Housing ban off most California sex felons

In this photo taken Dec. 1, parole agents Andrew Correa (left) and Clint Cooley (right) talk with a sex-offender parolee they located by tracking the global-positioning device he wears in Sacramento, Calif.
In this photo taken Dec. 1, parole agents Andrew Correa (left) and Clint Cooley (right) talk with a sex-offender parolee they located by tracking the global-positioning device he wears in Sacramento, Calif.

SACRAMENTO, Calif. -- Three-quarters of paroled sex offenders in California who were previously banned from living near parks, schools and other places where children congregate now face no housing restrictions after the state changed its policy in response to a court ruling, according to state data.

Corrections officials initially said half the 5,900 parolees are considered child molesters who would still be subject to a ban on where they can live or sleep.

The state's corrections department changed its policy in response to the ruling by the California Supreme Court, which said the prohibition cannot be broadly applied to all offenders.

But data show that 76 percent of offenders are no longer subject to the voter-approved restrictions.

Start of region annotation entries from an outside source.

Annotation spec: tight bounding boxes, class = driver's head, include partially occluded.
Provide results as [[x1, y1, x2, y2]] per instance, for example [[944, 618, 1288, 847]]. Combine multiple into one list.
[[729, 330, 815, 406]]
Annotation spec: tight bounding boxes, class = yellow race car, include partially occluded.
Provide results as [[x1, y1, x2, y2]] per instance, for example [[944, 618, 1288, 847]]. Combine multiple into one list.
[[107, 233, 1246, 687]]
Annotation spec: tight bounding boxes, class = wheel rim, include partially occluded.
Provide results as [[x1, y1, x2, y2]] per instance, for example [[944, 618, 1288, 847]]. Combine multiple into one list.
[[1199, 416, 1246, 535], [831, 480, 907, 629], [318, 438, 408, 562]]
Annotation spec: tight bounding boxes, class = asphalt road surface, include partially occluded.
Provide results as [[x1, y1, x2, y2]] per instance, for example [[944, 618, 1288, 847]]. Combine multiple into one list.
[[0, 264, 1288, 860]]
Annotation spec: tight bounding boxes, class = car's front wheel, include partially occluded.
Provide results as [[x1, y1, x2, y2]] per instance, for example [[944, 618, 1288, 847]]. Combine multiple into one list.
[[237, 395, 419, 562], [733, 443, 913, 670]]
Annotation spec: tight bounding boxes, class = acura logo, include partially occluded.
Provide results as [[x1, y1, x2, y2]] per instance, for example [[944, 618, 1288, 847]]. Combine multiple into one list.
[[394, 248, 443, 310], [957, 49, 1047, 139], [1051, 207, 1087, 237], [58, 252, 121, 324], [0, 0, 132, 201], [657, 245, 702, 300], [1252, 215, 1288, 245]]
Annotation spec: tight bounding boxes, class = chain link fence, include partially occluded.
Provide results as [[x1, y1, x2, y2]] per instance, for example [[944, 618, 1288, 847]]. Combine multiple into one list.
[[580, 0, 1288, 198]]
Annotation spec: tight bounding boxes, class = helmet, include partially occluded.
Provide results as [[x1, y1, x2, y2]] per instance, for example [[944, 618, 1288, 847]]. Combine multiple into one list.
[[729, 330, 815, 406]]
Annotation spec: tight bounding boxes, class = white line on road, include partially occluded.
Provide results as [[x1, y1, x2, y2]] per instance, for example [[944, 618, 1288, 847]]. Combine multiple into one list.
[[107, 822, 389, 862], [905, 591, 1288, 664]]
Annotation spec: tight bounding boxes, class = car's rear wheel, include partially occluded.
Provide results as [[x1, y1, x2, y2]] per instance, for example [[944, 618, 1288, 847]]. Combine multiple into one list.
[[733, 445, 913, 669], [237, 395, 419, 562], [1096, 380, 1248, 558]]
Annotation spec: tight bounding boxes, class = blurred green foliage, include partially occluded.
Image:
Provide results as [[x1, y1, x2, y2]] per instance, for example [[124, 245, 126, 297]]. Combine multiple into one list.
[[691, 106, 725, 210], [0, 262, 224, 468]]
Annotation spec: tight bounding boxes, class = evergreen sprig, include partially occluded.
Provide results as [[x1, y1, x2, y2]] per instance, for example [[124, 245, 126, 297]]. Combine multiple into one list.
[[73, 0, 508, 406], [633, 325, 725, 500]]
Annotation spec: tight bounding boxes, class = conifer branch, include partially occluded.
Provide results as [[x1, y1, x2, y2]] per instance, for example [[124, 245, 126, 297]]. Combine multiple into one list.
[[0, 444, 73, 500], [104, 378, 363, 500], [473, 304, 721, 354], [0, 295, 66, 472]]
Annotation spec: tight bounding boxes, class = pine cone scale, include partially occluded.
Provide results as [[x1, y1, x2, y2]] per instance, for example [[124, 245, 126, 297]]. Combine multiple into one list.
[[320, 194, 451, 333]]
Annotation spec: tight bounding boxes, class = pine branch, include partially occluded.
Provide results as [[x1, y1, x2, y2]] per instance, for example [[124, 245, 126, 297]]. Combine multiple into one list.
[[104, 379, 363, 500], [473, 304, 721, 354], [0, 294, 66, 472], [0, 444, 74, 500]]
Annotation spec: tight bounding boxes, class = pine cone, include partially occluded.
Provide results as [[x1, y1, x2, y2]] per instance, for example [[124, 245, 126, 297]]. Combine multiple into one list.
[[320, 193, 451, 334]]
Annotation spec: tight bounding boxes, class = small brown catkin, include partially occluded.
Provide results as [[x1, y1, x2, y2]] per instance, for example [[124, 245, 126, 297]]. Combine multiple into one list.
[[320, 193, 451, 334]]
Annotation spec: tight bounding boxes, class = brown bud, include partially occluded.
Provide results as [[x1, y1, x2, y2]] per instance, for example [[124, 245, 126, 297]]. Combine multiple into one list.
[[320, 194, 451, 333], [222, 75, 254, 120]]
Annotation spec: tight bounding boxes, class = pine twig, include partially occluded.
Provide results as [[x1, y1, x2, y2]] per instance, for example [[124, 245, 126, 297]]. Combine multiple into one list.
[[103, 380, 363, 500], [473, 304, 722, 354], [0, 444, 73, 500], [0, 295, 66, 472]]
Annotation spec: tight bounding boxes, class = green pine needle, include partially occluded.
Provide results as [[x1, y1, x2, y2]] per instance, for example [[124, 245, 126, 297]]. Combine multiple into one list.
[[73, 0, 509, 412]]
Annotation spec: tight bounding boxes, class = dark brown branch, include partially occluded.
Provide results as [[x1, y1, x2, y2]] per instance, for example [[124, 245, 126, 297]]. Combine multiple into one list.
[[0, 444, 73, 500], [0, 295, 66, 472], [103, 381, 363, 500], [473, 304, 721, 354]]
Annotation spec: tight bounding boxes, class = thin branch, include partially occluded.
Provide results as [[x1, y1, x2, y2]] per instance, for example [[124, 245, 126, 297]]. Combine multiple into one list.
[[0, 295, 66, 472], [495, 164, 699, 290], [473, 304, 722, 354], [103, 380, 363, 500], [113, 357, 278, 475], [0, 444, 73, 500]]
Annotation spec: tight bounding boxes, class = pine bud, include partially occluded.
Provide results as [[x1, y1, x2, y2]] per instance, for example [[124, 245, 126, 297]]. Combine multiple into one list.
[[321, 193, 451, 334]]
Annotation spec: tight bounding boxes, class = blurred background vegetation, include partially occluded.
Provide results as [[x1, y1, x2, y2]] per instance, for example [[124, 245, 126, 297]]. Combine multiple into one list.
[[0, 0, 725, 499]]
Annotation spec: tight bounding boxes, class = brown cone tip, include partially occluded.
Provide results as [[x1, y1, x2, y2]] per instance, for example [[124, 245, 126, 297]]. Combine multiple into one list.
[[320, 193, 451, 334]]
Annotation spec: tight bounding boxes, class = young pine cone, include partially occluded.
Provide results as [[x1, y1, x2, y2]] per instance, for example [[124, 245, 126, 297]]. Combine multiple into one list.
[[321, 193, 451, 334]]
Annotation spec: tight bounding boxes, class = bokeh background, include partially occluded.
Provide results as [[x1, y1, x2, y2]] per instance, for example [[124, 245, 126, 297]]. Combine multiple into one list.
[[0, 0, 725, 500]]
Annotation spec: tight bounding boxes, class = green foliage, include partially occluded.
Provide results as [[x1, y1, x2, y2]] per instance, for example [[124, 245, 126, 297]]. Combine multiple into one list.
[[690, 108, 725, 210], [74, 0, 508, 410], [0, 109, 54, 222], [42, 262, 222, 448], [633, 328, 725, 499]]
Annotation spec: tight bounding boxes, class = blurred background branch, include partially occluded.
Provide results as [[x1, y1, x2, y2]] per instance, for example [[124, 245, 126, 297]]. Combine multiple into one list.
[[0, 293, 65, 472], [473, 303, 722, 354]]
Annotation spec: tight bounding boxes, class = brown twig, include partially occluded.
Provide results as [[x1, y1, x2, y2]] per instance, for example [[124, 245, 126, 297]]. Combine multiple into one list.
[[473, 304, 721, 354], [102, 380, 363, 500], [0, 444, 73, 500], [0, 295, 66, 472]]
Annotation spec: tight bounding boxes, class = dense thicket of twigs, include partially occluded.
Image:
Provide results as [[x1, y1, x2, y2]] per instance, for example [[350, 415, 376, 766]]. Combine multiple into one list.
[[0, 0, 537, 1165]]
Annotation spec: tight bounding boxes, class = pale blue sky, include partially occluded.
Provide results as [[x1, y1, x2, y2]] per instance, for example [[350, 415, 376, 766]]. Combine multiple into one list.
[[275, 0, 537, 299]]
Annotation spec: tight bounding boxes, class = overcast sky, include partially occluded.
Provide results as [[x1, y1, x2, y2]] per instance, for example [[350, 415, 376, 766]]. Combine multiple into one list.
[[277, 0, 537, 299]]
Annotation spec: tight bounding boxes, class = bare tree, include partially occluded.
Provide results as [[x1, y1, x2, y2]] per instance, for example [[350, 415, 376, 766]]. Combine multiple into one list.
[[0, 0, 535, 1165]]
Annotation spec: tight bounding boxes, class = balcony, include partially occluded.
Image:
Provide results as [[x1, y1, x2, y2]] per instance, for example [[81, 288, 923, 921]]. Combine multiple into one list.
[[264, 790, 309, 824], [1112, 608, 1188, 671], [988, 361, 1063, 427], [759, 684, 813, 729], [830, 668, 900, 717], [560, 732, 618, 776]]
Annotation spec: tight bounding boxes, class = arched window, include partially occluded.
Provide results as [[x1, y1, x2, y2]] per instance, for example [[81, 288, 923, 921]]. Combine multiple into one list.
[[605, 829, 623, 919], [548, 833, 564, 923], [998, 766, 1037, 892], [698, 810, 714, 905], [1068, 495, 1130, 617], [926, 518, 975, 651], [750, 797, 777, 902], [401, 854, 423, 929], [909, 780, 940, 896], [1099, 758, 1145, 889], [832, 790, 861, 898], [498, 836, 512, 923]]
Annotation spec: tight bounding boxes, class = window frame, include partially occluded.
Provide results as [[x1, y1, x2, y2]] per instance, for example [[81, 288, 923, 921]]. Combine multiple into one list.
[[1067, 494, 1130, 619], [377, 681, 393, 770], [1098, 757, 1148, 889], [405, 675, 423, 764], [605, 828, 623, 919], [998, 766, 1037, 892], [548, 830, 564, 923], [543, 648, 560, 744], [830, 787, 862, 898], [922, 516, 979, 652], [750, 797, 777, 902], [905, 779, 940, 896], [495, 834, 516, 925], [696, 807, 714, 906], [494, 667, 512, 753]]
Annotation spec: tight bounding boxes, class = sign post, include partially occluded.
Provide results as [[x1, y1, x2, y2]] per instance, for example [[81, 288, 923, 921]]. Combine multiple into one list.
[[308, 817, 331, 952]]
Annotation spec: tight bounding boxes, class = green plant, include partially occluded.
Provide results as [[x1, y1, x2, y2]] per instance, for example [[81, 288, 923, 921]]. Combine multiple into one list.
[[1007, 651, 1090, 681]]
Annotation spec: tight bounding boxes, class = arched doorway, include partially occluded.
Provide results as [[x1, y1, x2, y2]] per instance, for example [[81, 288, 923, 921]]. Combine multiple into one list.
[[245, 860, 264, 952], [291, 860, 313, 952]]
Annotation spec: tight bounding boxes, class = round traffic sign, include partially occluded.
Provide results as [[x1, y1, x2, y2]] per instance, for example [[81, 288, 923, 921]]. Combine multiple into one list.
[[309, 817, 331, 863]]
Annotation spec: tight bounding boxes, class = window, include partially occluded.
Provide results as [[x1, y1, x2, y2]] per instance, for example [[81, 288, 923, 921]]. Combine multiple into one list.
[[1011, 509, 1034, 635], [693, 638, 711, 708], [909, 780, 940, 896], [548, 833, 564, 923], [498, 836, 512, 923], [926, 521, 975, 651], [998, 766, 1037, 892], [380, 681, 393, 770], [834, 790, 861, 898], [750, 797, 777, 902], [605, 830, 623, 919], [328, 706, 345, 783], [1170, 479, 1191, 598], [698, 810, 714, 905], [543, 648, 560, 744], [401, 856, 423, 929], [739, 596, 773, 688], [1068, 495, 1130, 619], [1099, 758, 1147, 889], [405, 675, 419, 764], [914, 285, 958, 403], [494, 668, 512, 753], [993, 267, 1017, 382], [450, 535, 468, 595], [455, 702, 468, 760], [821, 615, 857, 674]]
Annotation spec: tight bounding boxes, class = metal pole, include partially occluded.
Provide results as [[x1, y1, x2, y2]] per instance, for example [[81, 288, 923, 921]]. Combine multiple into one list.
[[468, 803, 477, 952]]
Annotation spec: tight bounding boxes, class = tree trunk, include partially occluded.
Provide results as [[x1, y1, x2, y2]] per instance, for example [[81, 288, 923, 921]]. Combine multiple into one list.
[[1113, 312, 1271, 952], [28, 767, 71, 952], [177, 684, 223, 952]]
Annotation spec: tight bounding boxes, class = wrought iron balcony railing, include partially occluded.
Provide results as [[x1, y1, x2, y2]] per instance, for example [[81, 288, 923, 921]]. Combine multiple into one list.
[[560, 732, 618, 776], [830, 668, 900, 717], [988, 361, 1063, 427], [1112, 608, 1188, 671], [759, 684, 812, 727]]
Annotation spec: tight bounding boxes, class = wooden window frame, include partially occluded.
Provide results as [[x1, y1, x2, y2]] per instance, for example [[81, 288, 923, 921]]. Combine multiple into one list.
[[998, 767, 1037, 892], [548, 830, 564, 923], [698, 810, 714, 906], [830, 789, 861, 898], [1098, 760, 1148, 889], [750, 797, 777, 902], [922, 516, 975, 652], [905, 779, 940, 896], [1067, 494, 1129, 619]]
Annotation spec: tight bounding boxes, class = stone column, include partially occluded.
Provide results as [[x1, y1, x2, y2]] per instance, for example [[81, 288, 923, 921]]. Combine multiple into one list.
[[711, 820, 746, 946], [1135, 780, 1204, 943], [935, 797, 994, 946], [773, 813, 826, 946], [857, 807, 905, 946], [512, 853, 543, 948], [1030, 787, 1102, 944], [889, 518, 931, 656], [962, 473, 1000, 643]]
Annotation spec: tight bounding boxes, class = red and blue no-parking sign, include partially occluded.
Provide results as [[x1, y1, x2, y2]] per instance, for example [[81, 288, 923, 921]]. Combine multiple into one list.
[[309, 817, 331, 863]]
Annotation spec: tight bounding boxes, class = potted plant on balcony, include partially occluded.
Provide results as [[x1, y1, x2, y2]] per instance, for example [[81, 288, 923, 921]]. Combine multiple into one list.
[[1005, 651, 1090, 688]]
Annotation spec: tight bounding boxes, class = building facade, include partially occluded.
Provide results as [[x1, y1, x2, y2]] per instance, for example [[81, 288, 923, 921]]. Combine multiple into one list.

Even some whose offense involved a child no longer face the 2,000-foot residency restriction, officials said. That's because the department's new policy requires a direct connection between where a parolee lives and the offender's crime or potential to re-offend. Offenders whose behavior might be affected by where they live -- such as those who are strangers to their victims -- are rare, officials say.

"A parole agent cannot simply prevent a parolee from living near a school or park because the offender committed a crime against a child," Department of Corrections and Rehabilitation spokesman Jeffrey Callison said in a statement. He said the department reverted to a policy it used before the passage of Jessica's Law, which requires that parole restrictions be related to the crime committed.

The decision largely reverses the blanket housing ban imposed by California voters nine years ago. Many states impose a variety of residency restrictions on sex offenders, though states including Iowa, Georgia and Oklahoma rescinded or changed their residency restrictions, and some now also tailor restrictions to individual sex offenders.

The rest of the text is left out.